Go as the ultimate PCI Compliant Language
When I first began working with Docker I had one thought in mind: How do I get my PCI auditor to certify this?
On the surface it seems like a simple issue: A Docker Container is a box with the application inside of it, so the container does not need to be audited, only the underlying host. But what if you get an auditor who sees the docker container as another layer of virtualization that must be audited as well as the underlying host?
So my perspective was to ensure that the Docker containers would all be little PCI complaint boxes that when surveyed on their own, would pass muster. This of course lead me down a very strange course where I installed ClamAV on all my docker images because PCI requires antivirus be installed. If an OS change was required by PCI, then my Docker images got the change as well.
Which leads me to statically-linked Go. The problem with something like Java is that you need to install the JVM. Which is huge and difficult to keep up to date. However, Go apps are distributed as a single binary. The single binary model makes the Go app very easy to deploy on any platform. If the Go app is compiled statically, meaning that all the required libraries have been included in to the application, then you can literally install the binary on any server without concern for install dependencies.
Aside from being able to do tricks like use ImageMagick libs without ImageMagick being installed, it means that in the case of a PCI audit of a Docker container: there could be nothing inside the image other than our Go application.
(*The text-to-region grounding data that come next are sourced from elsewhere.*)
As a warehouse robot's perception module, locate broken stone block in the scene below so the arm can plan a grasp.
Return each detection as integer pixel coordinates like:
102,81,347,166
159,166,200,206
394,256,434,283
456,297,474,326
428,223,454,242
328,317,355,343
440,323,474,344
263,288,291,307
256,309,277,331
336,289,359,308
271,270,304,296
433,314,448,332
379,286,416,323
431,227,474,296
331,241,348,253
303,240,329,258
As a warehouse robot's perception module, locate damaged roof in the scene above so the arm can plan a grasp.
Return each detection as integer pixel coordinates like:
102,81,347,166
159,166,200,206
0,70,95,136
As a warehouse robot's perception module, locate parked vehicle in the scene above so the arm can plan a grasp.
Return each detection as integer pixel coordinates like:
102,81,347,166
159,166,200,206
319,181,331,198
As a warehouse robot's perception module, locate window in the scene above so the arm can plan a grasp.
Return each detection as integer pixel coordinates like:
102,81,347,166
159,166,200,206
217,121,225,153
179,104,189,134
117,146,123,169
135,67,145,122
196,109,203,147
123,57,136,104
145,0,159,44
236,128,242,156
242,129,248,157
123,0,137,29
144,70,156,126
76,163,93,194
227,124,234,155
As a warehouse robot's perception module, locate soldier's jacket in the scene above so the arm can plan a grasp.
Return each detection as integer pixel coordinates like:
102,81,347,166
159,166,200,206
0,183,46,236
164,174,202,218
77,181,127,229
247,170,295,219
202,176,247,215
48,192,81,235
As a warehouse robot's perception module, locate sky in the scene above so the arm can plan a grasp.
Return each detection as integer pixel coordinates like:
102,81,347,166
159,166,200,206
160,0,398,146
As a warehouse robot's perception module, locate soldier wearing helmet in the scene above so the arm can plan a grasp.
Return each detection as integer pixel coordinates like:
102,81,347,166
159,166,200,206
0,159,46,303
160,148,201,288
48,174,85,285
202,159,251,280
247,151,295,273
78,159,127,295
Docker provides a base Image called scratch which can be used to create other images. scratch contains nothing. The image is completely empty. A blank canvas for you to add your packages to. If we take scratch and combine it with our Go application, then we are able to create an Image that only contains the Go app. Yes you need to perform a code security audit, but the container no longer has any OS redundancies that would neccesitate a PCI-mandated item like a virus scanner.
Creating a container with just the application inside of it also creates one mighty small image. In a world of 500mb - 1gb images, it’s nice to know that an image under 10mb is possible.
Create a statically compiled GO application that does not depend on any system libs
Build the Docker Image
- Use the empty scratch image as the base.
- Scratch is a completely empty image, which will work well with the staticly compiled go app.
- In Docker, FROM scratch is a no-op in the Dockerfile, and will not create an extra layer in your image, so the image will be as small as possible.